When To Take the Baby Bird Indoors
Although it is advisable to leave the wild baby bird alone in nature to adopt survival mode, there are a few occasions where you need to react and bring the baby bird home. Therefore, take the bird home if:
- It’s too late, and the wildlife rehabilitator will take longer to come and save the bird.
- The parent birds do not arrive in more than two hours.
- The weather is too cold, and it begins to rain.
- The area is crowded with predators.
In these circumstances, the wisest option is to take the birdie home to protect it until the specialists come to rescue it. In the meantime, you should create a little shelter or keep the baby bird in a warm and darker place. Ideally, the room should not be noisy. Also, you need to create a makeshift nest.
Find a little container to put the baby in, layer it with paper towels so the baby can defecate at the edges, and cover the container with dark paper with small holes for proper airflow. You can add a heat lamp so that the baby can feel warm. Only attempt to feed the birdie after a licensed wildlife rehabilitator specialist instructs you to. If the vet or rehab specialists are not available, take the time to learn more about what foods work for the baby.
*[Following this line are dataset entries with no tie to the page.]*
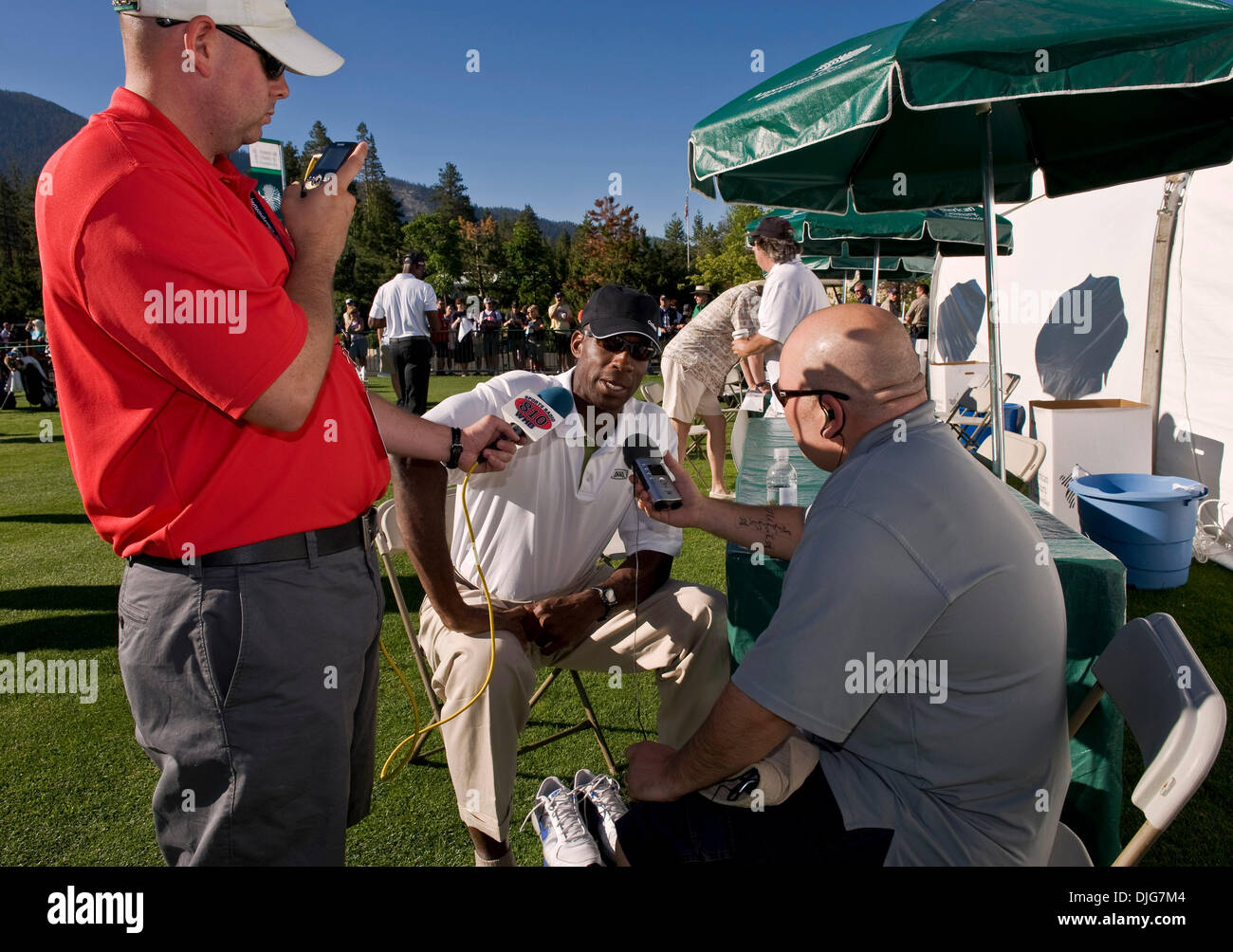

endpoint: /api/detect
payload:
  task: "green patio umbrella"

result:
[745,205,1015,287]
[801,254,936,317]
[745,205,1015,258]
[688,0,1233,475]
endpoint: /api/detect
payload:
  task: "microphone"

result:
[488,383,574,449]
[625,435,682,509]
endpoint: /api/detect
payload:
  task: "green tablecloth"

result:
[727,418,1126,866]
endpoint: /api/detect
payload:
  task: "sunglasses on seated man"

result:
[155,16,287,82]
[582,331,658,360]
[771,381,850,407]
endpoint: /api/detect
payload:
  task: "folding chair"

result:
[719,364,745,422]
[641,381,710,483]
[364,485,623,776]
[1049,613,1225,866]
[977,430,1045,484]
[946,374,1020,450]
[732,410,749,472]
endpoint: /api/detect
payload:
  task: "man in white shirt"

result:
[369,251,443,414]
[732,214,831,417]
[394,284,730,866]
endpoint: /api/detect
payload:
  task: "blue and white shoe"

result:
[519,777,603,866]
[574,770,629,866]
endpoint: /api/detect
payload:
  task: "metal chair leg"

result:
[570,670,616,777]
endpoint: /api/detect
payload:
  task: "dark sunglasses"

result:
[582,331,658,360]
[771,381,851,407]
[155,16,287,82]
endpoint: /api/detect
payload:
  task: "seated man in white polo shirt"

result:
[394,284,728,866]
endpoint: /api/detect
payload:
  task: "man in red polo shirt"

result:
[36,0,514,865]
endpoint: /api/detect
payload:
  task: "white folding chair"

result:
[977,430,1047,483]
[732,410,749,472]
[946,374,1020,450]
[1049,613,1225,866]
[364,495,624,776]
[719,364,745,420]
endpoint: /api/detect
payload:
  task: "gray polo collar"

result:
[845,399,937,463]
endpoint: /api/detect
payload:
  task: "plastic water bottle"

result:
[767,447,797,505]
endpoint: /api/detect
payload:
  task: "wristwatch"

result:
[445,427,463,469]
[591,586,616,621]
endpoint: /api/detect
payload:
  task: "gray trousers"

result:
[120,546,385,866]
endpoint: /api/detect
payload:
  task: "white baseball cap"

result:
[111,0,344,77]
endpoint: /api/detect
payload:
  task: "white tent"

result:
[929,165,1233,567]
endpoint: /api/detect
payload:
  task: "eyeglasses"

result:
[582,331,658,360]
[155,16,287,82]
[771,381,851,407]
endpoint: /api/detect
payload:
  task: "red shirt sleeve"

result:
[75,168,308,419]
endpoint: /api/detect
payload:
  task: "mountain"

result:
[386,175,579,245]
[0,90,86,179]
[0,90,579,243]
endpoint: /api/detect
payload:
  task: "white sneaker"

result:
[574,770,629,866]
[519,777,603,866]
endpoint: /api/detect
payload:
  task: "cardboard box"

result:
[929,360,989,417]
[1028,399,1151,532]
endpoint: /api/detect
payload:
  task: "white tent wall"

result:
[1155,165,1233,513]
[929,165,1233,518]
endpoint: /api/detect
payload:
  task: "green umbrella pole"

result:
[977,102,1006,483]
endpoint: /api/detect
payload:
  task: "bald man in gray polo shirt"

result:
[619,304,1070,866]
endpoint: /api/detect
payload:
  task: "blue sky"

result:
[0,0,931,234]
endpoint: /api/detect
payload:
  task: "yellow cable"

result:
[381,460,497,779]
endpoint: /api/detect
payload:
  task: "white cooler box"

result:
[1028,399,1151,532]
[929,360,989,417]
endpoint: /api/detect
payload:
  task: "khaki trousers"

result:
[419,566,728,842]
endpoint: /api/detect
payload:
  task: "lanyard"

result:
[248,192,296,264]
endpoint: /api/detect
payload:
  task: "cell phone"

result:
[300,142,360,198]
[634,456,682,510]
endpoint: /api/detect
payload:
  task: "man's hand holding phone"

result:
[281,142,369,264]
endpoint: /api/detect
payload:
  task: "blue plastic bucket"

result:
[1070,472,1207,588]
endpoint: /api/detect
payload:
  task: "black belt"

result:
[128,507,377,569]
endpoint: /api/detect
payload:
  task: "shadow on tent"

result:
[1155,413,1224,496]
[1036,275,1130,399]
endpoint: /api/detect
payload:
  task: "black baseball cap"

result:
[582,284,660,348]
[751,214,797,242]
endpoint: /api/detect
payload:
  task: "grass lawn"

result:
[0,377,1233,866]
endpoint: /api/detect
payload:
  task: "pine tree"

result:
[570,194,650,297]
[300,119,334,174]
[432,161,476,222]
[506,205,556,303]
[688,205,765,288]
[283,142,304,185]
[402,212,465,296]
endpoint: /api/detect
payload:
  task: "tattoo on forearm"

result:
[737,509,792,553]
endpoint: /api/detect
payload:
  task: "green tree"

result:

Regarding water, things get complicated. Newly-hatched and baby birds don’t drink water and get hydrated through the food given to them by their bird parents. So, refrain from giving an abandoned birdie water, as it may lead to suffocation by water in their lungs.
What Do Baby Birds Eat?
We have seen that most baby birds eat worms, live insects, or other food like fruits brought from mama or papa. However, nestling and fledging birds have different diets in home and indoor conditions.
The ideal food for a nestling is soft food. So, if you have other pets, you can borrow their fresh food and blend it until it turns mushy and give it to the birdie with a syringe or pipette. Other foods good for nestling are hard-boiled eggs.
Feeding a fledgling is much easier because they can feed themselves. However, if you notice the fledging struggling with the food, try to apply it to its mouth with a pair of chopsticks. Be gentle not to hurt the birdie.
It’s important to note that baby birds do not dehydrate. They absorb water from the food, and for that reason, the food should be moist and mushy.
Offering help to baby birds is no walk in the park. They are small and delicate, and you must offer a safe place if you’re taking care of them for a short period. Additionally, it’s very important to be informed about their age, stage of life, and diet to offer proper care for a young bird.
Remember: not all situations call for help. Most wild birds may appear abandoned when in fact, they may be learning how to fly. Therefore, before picking up the bird, stay around and monitor it for a while. Or provide a safe location and predator-free where birds can acquire flying skills.
1) What can I feed a baby bird?
You can feed it mushy and soft food. You can use cat or dog soft food or even hard boiled eggs.
2) What bird varieties can you keep at home?
Parakeets and canaries are the most popular indoor birds since they can turn very affectionate with humans when well-cared for.
3) How to care for an injured or orphaned bird?
You must prepare a makeshift nest and check signs for blood. Call a vet or wildlife rehabilitator for further instructions if there are some signs of injury.
4) What foods can you offer for a baby bird?
You should offer it foods that are moist and full of proteins. Hard-boiled eggs are a great option.